Lou Williams and Paul George led the Clippers to a 99-90 win over the Orlando Magic in an NBA restart exhibition game.

“We give guys days off all the time because of it. No one really notices it. Now when you’re in the bubble and you leave, it really targets it. I think in a good way in this, the public actually sees that the NBA players actually are human and they do have regular life issues going on. The problem is usually with the life issues you can come back to the team and play the next day. Now with the life issue, you have to quarantine for 48 hours or four days. That’s very tough.”

Before their July 30 restart against the Western Conference-leading Lakers, the Clippers will scrimmage Saturday against Washington, and Monday against Sacramento.

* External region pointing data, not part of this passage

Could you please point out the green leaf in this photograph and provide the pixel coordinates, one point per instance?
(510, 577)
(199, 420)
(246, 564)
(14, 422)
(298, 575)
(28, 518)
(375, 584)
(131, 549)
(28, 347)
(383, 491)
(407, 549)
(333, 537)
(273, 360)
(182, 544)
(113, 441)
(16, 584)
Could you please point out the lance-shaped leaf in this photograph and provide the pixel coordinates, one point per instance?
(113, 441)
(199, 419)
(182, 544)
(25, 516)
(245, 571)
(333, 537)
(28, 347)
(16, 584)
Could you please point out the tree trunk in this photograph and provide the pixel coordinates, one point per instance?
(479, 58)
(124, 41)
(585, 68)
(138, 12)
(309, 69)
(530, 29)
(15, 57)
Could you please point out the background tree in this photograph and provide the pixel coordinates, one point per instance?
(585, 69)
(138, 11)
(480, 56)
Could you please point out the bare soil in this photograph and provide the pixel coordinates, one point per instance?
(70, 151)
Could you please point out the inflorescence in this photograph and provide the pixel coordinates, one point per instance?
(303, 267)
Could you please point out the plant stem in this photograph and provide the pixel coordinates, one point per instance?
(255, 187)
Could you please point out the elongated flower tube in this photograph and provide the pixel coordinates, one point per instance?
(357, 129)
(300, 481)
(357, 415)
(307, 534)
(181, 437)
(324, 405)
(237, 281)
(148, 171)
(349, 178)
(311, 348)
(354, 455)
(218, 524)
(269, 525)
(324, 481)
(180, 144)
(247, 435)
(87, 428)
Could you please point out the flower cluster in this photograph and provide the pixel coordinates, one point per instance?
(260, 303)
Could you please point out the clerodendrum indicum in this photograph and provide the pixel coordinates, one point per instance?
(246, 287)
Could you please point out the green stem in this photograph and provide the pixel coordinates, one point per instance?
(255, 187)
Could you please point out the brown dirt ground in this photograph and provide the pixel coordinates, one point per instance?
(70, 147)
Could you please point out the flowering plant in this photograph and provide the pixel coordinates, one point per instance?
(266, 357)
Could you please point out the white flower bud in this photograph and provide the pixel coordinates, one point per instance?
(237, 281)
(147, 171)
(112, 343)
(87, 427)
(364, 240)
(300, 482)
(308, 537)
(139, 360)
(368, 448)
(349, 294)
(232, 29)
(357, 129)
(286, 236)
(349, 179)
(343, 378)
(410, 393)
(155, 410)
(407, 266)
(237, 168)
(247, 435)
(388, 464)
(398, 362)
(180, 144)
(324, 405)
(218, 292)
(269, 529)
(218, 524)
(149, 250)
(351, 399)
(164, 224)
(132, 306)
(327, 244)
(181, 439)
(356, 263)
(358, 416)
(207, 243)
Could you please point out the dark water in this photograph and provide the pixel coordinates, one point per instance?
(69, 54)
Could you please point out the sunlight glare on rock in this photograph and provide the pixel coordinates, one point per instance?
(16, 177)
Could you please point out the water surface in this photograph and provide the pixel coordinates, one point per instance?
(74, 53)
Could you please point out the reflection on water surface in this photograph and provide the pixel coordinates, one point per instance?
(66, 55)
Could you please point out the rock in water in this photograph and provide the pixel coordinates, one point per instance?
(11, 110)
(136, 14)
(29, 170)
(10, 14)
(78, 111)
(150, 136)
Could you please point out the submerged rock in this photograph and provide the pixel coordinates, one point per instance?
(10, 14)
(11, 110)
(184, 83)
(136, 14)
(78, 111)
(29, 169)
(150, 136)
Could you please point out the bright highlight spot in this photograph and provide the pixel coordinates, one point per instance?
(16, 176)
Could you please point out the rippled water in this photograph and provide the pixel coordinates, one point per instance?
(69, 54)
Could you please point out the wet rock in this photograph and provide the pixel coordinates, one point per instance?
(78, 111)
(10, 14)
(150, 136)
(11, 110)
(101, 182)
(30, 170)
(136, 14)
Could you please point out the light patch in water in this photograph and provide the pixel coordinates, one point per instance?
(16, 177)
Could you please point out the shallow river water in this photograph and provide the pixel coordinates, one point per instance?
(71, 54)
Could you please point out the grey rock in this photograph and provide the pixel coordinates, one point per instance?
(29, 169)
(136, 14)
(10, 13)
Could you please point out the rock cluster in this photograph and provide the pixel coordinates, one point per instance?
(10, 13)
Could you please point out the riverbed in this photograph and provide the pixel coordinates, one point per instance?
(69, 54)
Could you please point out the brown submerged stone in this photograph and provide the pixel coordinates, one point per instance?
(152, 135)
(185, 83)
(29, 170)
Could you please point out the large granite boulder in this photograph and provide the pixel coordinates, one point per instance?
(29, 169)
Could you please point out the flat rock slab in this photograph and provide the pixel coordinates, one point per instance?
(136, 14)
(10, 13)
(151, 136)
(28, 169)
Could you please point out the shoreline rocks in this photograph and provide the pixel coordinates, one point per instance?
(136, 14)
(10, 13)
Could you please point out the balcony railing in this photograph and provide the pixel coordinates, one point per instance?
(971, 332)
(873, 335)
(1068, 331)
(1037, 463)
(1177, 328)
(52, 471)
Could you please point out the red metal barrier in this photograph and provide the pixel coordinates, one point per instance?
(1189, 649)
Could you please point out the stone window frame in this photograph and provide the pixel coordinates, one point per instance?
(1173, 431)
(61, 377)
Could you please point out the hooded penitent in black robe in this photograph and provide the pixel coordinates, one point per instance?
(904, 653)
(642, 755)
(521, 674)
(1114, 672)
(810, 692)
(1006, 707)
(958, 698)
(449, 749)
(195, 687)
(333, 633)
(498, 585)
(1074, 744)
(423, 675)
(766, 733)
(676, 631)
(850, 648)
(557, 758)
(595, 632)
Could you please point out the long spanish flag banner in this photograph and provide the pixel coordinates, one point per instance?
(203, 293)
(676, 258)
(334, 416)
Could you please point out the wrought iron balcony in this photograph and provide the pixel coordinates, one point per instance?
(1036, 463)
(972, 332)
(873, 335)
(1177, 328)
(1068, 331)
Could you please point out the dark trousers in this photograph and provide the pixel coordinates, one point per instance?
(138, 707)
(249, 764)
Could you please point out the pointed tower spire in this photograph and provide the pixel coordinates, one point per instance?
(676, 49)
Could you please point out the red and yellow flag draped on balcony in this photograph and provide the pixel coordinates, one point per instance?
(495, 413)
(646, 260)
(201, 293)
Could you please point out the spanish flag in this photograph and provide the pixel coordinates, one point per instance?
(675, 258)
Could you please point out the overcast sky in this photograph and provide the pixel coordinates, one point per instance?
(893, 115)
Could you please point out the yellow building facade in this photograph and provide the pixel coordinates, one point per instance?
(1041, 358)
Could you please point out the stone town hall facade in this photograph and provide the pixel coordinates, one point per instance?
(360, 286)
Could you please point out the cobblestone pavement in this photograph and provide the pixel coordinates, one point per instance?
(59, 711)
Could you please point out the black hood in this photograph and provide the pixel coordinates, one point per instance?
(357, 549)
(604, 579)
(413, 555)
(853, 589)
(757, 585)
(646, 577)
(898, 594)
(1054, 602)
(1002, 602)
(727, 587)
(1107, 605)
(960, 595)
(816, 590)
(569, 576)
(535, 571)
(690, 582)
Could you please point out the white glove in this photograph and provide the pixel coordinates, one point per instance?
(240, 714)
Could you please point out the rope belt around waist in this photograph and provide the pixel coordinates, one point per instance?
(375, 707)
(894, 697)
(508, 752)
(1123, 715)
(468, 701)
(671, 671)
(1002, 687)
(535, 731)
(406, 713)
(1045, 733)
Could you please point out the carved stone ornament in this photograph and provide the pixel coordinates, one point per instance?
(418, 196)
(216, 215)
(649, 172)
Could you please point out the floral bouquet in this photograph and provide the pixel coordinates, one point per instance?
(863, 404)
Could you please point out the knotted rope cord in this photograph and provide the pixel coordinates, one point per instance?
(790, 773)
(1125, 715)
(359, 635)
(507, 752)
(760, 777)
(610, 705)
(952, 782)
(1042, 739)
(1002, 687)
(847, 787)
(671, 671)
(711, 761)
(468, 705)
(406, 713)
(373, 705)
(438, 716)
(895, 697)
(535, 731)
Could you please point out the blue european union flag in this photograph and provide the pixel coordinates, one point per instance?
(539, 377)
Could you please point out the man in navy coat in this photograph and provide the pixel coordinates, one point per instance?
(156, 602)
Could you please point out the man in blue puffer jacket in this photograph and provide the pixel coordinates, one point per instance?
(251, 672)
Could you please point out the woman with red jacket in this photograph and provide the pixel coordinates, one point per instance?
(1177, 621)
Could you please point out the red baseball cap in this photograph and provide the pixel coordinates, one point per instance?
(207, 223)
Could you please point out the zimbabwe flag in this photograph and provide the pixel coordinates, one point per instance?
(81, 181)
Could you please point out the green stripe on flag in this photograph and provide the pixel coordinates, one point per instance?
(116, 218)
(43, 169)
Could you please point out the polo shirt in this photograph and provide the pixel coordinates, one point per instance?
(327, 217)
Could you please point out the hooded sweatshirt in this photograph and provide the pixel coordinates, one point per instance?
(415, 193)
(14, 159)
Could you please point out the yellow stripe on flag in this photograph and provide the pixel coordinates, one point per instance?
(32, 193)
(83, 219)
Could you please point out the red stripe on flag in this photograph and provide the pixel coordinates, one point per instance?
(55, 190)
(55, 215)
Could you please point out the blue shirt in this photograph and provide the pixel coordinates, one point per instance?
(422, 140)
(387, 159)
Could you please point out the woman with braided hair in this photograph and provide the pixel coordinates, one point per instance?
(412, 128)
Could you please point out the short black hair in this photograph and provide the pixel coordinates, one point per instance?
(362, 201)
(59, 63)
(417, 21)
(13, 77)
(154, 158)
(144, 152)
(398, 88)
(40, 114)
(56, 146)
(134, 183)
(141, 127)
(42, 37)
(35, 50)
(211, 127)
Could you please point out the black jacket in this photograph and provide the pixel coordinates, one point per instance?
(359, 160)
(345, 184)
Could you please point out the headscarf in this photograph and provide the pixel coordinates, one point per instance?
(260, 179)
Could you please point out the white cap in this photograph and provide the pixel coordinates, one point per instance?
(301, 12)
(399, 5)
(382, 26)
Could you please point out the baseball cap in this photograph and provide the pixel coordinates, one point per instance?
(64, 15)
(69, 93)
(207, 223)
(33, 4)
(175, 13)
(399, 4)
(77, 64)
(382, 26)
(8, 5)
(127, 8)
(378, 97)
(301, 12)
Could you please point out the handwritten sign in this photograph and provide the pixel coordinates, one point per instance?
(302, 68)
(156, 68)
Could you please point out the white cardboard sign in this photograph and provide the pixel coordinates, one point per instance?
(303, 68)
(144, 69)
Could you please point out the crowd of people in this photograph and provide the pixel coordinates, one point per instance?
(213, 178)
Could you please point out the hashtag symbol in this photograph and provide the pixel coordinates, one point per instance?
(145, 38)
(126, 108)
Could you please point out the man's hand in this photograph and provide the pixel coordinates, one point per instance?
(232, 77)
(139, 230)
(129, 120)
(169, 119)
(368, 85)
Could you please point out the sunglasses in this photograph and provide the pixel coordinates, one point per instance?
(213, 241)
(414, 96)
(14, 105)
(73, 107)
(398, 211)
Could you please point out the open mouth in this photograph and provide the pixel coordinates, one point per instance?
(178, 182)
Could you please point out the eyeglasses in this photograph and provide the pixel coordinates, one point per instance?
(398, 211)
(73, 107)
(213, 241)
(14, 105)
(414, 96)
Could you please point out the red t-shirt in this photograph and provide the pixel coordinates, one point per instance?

While Williams, Beverley and Harrell all traveled to Orlando with the team in early July only to leave since, starting center Ivica Zubac and reserve guard Landry Shamet have yet to arrive. That could change soon. Social media posts by Zubac’s fiancée Friday suggested he was en route to Orlando, and the timing could mean Zubac might be available to participate on the court by early next week.

Though their roster is decimated at the moment — the five missing players account for nearly 49% of the team’s scoring — the only deadline that concerns the Clippers is being close to full strength by the postseason’s start on Aug. 17.

“Some guys will return, we’re praying for those guys and their families,” said starting forward Marcus Morris, a late arrival himself this week. “Things are bigger than basketball. We’re not worried about our depth right now, these pre-season scrimmages, whatever this is. We know what we’re getting back, what kind of team we’ve had. We’re not real worried.”

The roster will not remain intact throughout the postseason, however. Morris revealed Friday that he plans to attend the birth of his second son, who is due in September. Depending on the timing of the birth, Morris could miss either a portion of the postseason’s second round or the conference finals.

The Inglewood City Council unanimously approved the environmental impact report for the Clippers’ proposed arena project Tuesday.

Morris, who grew up without a father, said it was important to spend time with his children.

“Fatherhood has been, if I can put my finger on it, the best thing that ever happened to me,” he said. “It’s big for me to spend time with them. In our society today, we need fathers growing up. That’s something big that we’re missing in the Black community. Growing up without a father, you know, puts so much stuff in perspective.”

Allowed by the NBA to bring up to 17 players to Orlando — two more than usual on an active roster — the Clippers opted for 15, leaving rookie forward-center Mfiondu Kabengele and two-way center Johnathan Motley off their official restart roster. A report Thursday from the NBA’s G League stating that Motley was en route to rejoining the team was incorrect, a person with knowledge of the decision said.

Following Friday’s practice, Rivers said he has been impressed by his players’ cohesion despite absences that have left many of the team’s most promising lineups to barely play together. But he acknowledged the challenges the departures presented.

“I do think it always hurts your team when you don’t have all your guys,” he said. “Today we have a practice, a lot of our guys aren’t there. That’s never healthy for your team, especially a team that really hasn’t been together.”